Scammers prey on the kindness of family members
We are fortunate to live in an area where family and friends are quick to the rescue when someone is in trouble. But sad to say, the time has come for folks to protect themselves by being suspicious of out of the ordinary phone calls from supposed relatives who have found themselves in a jam.
Although it is human nature to want to jump at the first plea for help, a better tactic would be to take time to check on the whereabouts of the relative in question.
A few minutes – even an hour – is not a long delay, and that time may well serve to protect folks from a lifetime of regret and hardship.
These scam phone calls are widespread and seem to have increased recently.
One family, in Pocahontas County, who was scammed out of $5,000 this week wants their experience reported so as to prevent others from following in their good-intentioned footsteps.
Names and phone numbers of potential victims are easy to come by these days.
The calls all begin the same, and the caller has just enough information to get the ball rolling.
“Hello, Aunt [Mary]. Do you know who this is?”

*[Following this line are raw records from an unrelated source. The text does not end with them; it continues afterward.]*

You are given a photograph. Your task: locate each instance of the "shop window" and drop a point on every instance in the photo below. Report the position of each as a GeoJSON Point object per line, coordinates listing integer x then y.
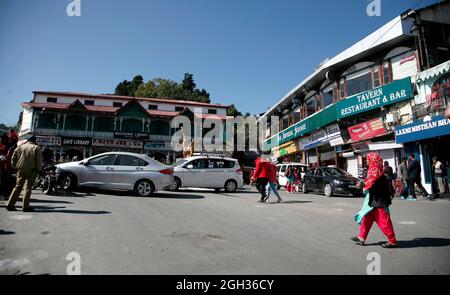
{"type": "Point", "coordinates": [103, 124]}
{"type": "Point", "coordinates": [47, 121]}
{"type": "Point", "coordinates": [132, 125]}
{"type": "Point", "coordinates": [75, 122]}
{"type": "Point", "coordinates": [358, 82]}
{"type": "Point", "coordinates": [310, 106]}
{"type": "Point", "coordinates": [387, 72]}
{"type": "Point", "coordinates": [327, 96]}
{"type": "Point", "coordinates": [376, 76]}
{"type": "Point", "coordinates": [159, 128]}
{"type": "Point", "coordinates": [342, 90]}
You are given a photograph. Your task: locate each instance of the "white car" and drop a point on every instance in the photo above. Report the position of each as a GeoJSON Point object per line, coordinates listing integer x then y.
{"type": "Point", "coordinates": [281, 169]}
{"type": "Point", "coordinates": [208, 172]}
{"type": "Point", "coordinates": [117, 171]}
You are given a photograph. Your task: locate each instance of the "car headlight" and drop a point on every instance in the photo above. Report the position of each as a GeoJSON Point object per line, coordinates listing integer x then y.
{"type": "Point", "coordinates": [338, 182]}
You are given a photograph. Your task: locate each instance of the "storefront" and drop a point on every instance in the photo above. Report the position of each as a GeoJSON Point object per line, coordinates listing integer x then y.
{"type": "Point", "coordinates": [426, 138]}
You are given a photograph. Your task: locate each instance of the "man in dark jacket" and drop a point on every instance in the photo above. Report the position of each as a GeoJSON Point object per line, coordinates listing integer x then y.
{"type": "Point", "coordinates": [414, 178]}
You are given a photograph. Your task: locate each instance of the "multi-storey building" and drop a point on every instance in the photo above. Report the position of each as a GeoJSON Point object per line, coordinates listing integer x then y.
{"type": "Point", "coordinates": [352, 103]}
{"type": "Point", "coordinates": [81, 125]}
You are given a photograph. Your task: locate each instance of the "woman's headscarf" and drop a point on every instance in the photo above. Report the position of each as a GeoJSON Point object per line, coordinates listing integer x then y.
{"type": "Point", "coordinates": [375, 170]}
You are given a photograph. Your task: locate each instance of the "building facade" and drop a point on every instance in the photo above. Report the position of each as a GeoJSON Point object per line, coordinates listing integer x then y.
{"type": "Point", "coordinates": [354, 102]}
{"type": "Point", "coordinates": [81, 125]}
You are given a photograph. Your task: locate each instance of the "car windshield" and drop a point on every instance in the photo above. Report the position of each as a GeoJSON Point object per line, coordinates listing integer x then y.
{"type": "Point", "coordinates": [335, 172]}
{"type": "Point", "coordinates": [180, 162]}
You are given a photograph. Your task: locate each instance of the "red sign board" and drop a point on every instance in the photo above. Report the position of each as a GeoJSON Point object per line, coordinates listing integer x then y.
{"type": "Point", "coordinates": [367, 130]}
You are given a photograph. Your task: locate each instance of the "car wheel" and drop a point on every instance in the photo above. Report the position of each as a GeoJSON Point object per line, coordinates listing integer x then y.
{"type": "Point", "coordinates": [328, 190]}
{"type": "Point", "coordinates": [144, 188]}
{"type": "Point", "coordinates": [176, 184]}
{"type": "Point", "coordinates": [230, 186]}
{"type": "Point", "coordinates": [304, 188]}
{"type": "Point", "coordinates": [68, 182]}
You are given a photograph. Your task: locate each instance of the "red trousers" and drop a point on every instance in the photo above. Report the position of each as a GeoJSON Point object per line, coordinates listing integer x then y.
{"type": "Point", "coordinates": [383, 220]}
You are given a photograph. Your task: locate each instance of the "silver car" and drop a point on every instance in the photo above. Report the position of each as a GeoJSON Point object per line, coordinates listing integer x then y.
{"type": "Point", "coordinates": [117, 171]}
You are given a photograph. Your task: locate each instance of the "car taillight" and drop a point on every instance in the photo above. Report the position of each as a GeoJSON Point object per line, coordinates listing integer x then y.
{"type": "Point", "coordinates": [166, 171]}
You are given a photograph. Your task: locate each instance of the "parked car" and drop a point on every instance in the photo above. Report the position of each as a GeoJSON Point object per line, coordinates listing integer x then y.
{"type": "Point", "coordinates": [208, 172]}
{"type": "Point", "coordinates": [281, 169]}
{"type": "Point", "coordinates": [331, 181]}
{"type": "Point", "coordinates": [116, 171]}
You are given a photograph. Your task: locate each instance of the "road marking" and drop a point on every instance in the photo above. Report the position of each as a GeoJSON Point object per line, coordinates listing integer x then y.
{"type": "Point", "coordinates": [21, 217]}
{"type": "Point", "coordinates": [13, 263]}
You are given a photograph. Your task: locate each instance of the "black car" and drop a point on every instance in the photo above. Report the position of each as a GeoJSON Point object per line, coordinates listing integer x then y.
{"type": "Point", "coordinates": [331, 181]}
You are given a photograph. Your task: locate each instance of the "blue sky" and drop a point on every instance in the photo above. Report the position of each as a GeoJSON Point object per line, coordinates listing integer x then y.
{"type": "Point", "coordinates": [244, 52]}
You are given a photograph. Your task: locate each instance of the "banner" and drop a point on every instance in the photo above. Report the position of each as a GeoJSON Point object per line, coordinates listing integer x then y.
{"type": "Point", "coordinates": [367, 130]}
{"type": "Point", "coordinates": [48, 140]}
{"type": "Point", "coordinates": [131, 144]}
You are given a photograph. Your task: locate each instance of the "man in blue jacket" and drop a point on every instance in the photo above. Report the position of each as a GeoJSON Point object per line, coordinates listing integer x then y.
{"type": "Point", "coordinates": [414, 178]}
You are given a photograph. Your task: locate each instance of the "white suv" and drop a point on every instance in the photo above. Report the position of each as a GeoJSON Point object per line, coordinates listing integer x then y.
{"type": "Point", "coordinates": [208, 172]}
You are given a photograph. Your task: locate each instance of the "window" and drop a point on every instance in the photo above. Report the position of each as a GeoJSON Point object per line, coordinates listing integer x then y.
{"type": "Point", "coordinates": [125, 160]}
{"type": "Point", "coordinates": [199, 164]}
{"type": "Point", "coordinates": [219, 163]}
{"type": "Point", "coordinates": [342, 92]}
{"type": "Point", "coordinates": [387, 72]}
{"type": "Point", "coordinates": [327, 96]}
{"type": "Point", "coordinates": [104, 160]}
{"type": "Point", "coordinates": [376, 76]}
{"type": "Point", "coordinates": [359, 81]}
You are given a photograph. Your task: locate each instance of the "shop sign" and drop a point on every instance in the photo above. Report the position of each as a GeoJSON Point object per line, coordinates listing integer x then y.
{"type": "Point", "coordinates": [76, 141]}
{"type": "Point", "coordinates": [48, 140]}
{"type": "Point", "coordinates": [131, 135]}
{"type": "Point", "coordinates": [156, 146]}
{"type": "Point", "coordinates": [117, 143]}
{"type": "Point", "coordinates": [423, 129]}
{"type": "Point", "coordinates": [334, 135]}
{"type": "Point", "coordinates": [394, 92]}
{"type": "Point", "coordinates": [285, 149]}
{"type": "Point", "coordinates": [367, 130]}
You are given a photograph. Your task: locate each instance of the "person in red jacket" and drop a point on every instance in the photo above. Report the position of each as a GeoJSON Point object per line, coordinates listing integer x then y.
{"type": "Point", "coordinates": [261, 176]}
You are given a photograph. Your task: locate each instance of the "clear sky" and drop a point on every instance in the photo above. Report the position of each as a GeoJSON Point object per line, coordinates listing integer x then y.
{"type": "Point", "coordinates": [244, 52]}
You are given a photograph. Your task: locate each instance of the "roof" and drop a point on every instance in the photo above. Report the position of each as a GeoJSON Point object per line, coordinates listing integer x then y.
{"type": "Point", "coordinates": [113, 97]}
{"type": "Point", "coordinates": [395, 30]}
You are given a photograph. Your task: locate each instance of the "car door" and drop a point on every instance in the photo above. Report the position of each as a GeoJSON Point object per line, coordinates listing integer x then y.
{"type": "Point", "coordinates": [126, 170]}
{"type": "Point", "coordinates": [98, 171]}
{"type": "Point", "coordinates": [320, 180]}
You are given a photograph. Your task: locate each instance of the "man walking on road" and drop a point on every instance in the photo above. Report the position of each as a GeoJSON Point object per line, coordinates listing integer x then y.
{"type": "Point", "coordinates": [27, 160]}
{"type": "Point", "coordinates": [414, 178]}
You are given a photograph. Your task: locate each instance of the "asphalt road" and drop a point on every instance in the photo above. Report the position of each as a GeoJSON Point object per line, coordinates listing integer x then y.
{"type": "Point", "coordinates": [202, 232]}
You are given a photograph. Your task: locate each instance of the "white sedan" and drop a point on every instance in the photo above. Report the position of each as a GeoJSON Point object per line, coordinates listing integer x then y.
{"type": "Point", "coordinates": [117, 171]}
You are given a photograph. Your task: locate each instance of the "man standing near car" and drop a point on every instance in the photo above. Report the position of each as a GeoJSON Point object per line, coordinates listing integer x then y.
{"type": "Point", "coordinates": [414, 178]}
{"type": "Point", "coordinates": [27, 160]}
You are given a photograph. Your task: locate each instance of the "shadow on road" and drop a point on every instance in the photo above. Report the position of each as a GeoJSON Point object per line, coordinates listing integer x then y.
{"type": "Point", "coordinates": [424, 242]}
{"type": "Point", "coordinates": [6, 232]}
{"type": "Point", "coordinates": [50, 201]}
{"type": "Point", "coordinates": [45, 209]}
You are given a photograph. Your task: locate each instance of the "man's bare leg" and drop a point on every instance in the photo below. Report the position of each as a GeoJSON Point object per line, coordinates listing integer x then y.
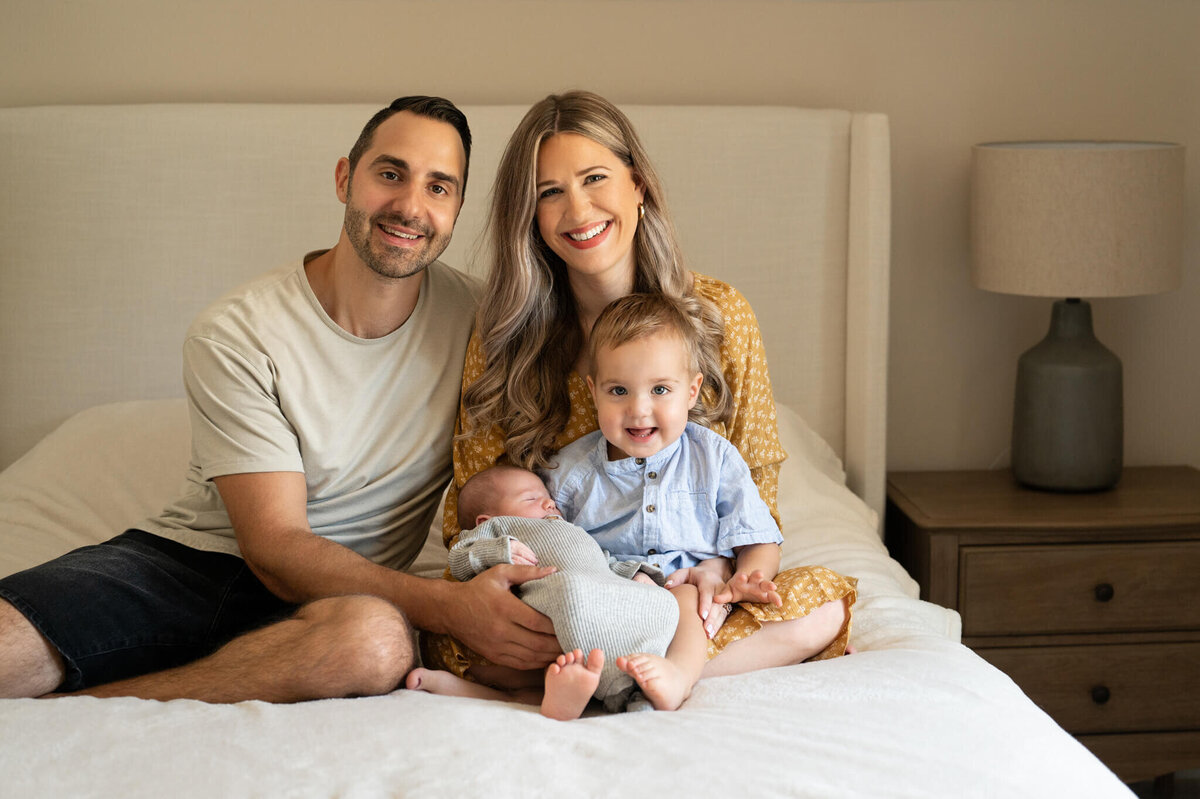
{"type": "Point", "coordinates": [29, 665]}
{"type": "Point", "coordinates": [666, 682]}
{"type": "Point", "coordinates": [336, 647]}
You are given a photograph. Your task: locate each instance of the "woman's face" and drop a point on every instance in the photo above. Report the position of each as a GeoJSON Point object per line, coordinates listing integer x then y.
{"type": "Point", "coordinates": [587, 206]}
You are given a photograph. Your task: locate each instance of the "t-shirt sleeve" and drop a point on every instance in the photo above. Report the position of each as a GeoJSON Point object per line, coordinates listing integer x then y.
{"type": "Point", "coordinates": [237, 422]}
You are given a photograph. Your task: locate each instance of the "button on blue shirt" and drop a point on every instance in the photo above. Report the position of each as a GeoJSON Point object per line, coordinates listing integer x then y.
{"type": "Point", "coordinates": [690, 502]}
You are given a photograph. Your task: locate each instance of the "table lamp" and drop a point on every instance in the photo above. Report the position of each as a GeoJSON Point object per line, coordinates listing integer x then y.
{"type": "Point", "coordinates": [1074, 220]}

Without thinking, a nephew's name is blurted out. The offender takes on the identity, and the scam is on.
The “relative” is usually presented to be a young man who has found himself in jail following a wreck and arrest for DUI, or some other accident. The aftermath of a Bachelor Party is usually reported to be the cause of his dilemma.
In an attempt to disguise his voice the “relative” is usually crying, and a second individual takes over the call – soon to be known as “the lawyer.”
This second individual does the negotiating with regard to getting your “nephew” out of jail. He asks that you send $2,500 in order for the judge to release your family member – and the scam continues.
Money must be sent by Western Union.
No credit cards.
Once the initial $2,500 is sent, the calls continue.
The “nephew” says he has to pay the car rental company for damages – another $2,500.
The calls continue until the scam is figured out. But unfortunately, for some people, it comes to a costly end.
The phone number and names that were associated with this week's scam are as follow: 438-935-7902; Allen Elder, Jr. and David Wiseman – the “lawyer.” One call reportedly showed up on Caller ID as “Canada.”
If you suspect that you are a victim of a phone scam – hang up immediately.
Never send money by Western Union unless you are absolutely sure of the intended receiver.
Report all suspicious phone calls to the West Virginia State Police and or the Pocahontas County Sheriff's Department.
This most recent scam was also reported to the FBI.
But once the money has changed hands, there is little that can be done.
Be prepared, be forewarned and protect yourself.